Salesforce has released its latest State of Marketing report, sharing insights from over 4 800 marketing leaders across 29 countries, including South Africa. The report covers the latest trends on how marketers are evaluating and implementing AI into their operations; approaching data acquisition, maintenance, and application strategies; and ensuring customer trust and security as vulnerabilities increase.

Key insights from the new research include:

• Priorities for a new marketing era. Marketers are evolving their practices in a highly competitive landscape. They’re looking to AI – both generative and predictive – to help personalise at scale and boost efficiency.

o Implementing / leveraging AI is marketers’ #1 priority on a global scale, as well as their biggest challenge.

o Locally, improving use of tools and technologies is South African marketers’ number one priority, while building and retaining trust with customers is their number one challenge.

• Marketers shore up their data foundations. Businesses have long struggled to connect disparate data points to create consistent, personalised experiences across customer journeys. Yet as third-party cookies are depreciated and AI proliferates, that quest is only becoming more critical – and challenging.

o 27% of marketers in South Africa are fully satisfied with their ability to unify customer data sources.

o 64% of marketers in South Africa have access to realtime data to execute a campaign – 50% need the IT department’s help to do so.

o Marketers in South Africa use an average of nine different tactics to collect data, with loyalty programmes being the most common.

• Marketers embrace AI with an eye on trust. Marketers are intent on successfully applying AI in their operations with the right data, but are concerned about security.

o 85% of marketers in South Africa are already experimenting with or have fully implemented AI into their workflows.

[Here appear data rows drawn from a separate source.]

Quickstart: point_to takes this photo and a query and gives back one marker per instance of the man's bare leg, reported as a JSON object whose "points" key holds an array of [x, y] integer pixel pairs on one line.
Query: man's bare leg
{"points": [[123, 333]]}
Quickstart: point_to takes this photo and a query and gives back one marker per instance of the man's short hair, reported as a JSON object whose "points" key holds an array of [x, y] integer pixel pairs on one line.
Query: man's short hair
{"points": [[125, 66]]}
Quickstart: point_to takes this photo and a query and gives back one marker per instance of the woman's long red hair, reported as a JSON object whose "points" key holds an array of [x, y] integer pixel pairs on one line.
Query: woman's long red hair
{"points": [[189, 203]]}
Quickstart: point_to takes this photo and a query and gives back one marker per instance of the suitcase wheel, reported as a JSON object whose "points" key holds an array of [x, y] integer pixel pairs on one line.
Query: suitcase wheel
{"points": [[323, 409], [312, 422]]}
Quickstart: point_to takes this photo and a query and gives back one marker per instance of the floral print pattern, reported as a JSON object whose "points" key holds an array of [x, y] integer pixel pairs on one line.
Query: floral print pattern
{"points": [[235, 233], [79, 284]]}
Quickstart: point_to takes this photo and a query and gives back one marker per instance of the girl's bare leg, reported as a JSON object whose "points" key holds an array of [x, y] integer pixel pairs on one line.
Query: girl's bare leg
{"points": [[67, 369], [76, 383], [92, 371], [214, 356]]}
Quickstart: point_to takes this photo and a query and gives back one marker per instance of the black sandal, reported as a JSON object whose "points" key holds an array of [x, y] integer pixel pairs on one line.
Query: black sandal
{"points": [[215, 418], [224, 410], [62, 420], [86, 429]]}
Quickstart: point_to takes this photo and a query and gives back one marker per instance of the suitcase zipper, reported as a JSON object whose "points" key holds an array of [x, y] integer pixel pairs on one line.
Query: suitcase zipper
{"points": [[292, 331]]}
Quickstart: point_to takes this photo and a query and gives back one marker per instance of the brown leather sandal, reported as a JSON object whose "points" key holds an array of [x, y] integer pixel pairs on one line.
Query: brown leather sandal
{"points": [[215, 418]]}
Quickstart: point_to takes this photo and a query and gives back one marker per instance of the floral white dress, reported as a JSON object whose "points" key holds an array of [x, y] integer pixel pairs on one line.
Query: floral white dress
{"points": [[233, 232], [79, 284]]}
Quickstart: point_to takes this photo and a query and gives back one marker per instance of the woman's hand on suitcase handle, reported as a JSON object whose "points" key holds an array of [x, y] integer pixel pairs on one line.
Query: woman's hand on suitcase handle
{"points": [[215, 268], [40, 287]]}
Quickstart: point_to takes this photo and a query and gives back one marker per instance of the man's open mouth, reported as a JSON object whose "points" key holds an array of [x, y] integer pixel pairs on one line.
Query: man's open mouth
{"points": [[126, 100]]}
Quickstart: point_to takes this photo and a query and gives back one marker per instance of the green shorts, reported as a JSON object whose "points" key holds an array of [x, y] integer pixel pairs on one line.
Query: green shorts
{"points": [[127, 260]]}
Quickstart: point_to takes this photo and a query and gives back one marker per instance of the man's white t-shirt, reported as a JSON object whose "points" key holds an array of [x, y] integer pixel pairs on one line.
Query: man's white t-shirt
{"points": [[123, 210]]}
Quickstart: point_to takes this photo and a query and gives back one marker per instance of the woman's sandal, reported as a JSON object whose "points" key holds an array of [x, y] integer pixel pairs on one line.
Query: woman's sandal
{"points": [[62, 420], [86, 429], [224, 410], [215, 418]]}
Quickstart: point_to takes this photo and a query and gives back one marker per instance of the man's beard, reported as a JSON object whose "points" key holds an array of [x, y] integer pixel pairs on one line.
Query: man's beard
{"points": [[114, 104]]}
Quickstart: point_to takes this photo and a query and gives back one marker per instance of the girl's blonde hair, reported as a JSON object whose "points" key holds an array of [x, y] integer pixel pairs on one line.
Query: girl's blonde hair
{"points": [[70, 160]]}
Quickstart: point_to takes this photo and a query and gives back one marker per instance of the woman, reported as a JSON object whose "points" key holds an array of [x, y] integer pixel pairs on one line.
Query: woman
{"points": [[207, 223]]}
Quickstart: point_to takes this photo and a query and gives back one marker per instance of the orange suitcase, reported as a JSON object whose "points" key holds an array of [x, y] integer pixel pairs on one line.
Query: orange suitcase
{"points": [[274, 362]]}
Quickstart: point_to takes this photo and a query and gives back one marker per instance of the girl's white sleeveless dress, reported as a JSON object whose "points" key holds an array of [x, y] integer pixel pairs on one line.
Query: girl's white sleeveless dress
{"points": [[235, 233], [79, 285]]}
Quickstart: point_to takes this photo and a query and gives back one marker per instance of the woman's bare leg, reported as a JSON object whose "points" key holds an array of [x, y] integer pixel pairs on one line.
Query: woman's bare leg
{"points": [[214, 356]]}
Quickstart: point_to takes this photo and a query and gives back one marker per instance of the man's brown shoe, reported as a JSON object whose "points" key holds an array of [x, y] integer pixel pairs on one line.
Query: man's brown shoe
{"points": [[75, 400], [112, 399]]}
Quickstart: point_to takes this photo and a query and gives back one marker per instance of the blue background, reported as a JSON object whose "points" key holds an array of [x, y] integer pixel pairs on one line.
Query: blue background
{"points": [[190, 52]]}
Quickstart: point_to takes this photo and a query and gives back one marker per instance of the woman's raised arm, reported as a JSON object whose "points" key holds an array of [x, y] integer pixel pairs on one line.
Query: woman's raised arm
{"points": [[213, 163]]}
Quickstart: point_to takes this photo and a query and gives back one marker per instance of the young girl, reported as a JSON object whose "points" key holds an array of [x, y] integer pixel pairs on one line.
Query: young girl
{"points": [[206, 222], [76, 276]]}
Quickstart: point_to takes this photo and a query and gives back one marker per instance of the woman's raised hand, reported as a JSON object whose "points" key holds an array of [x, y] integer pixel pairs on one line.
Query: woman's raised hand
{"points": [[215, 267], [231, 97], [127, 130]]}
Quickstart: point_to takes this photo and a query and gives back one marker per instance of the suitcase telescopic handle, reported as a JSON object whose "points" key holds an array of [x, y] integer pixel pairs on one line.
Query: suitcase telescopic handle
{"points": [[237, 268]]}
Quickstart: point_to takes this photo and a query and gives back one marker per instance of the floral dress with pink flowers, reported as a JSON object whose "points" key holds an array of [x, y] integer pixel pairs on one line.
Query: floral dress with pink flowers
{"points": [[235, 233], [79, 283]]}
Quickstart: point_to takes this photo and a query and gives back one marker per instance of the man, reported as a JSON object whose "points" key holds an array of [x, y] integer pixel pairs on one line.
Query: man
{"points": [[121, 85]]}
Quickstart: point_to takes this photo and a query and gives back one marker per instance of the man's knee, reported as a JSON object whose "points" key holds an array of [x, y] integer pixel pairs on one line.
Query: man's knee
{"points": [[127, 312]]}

o AI implementation is also a point of differentiation: high performing marketing teams are 2.1x more likely than underperformers to have fully implemented AI within their operations.

o The three most popular AI use cases among marketers in South Africa are: content generation, automation of customer interactions, programmatic advertising and media buying.

• Full personalisation remains a work in progress. To meet rising customer expectations around personalisation, marketers are graduating beyond broad audience segmentations like location or age to more specific identifiers like individual preferences or past interactions. There’s also a difference between how the highest- and lowest-performing marketing teams adapt.

o High performers in South Africa fully personalise across an average of 6.0 channels, compared with underperformers who fully personalised across 4.0.

• Marketers seek unified analytics. There is no shortage of data sources, but putting that data to work is a challenge – especially when it demands a holistic or long-term view of data.

o 53% of marketers in South Africa track customer lifetime value (CTV).

o 89% of marketers in South Africa say they have a clear view into marketing’s impact on revenue.

• Deeper relationships emerge with account-based marketing (ABM) and loyalty programmes. Companies are increasingly turning to strategies like ABM and loyalty programmes for better acquisition and retention. Yet many of these programmes’ information sources remain disjointed – as does the customer experience.

o Only 58% of South African marketers say loyalty data is fully integrated across all touchpoints.

o 38% of marketers in South Africa say loyalty programme functionalities are accessible across all touchpoints.

o 61% of B2B marketers in South Africa use ABM for customer acquisition, but less than half use it for upselling and cross-selling – 50% and 44% respectively.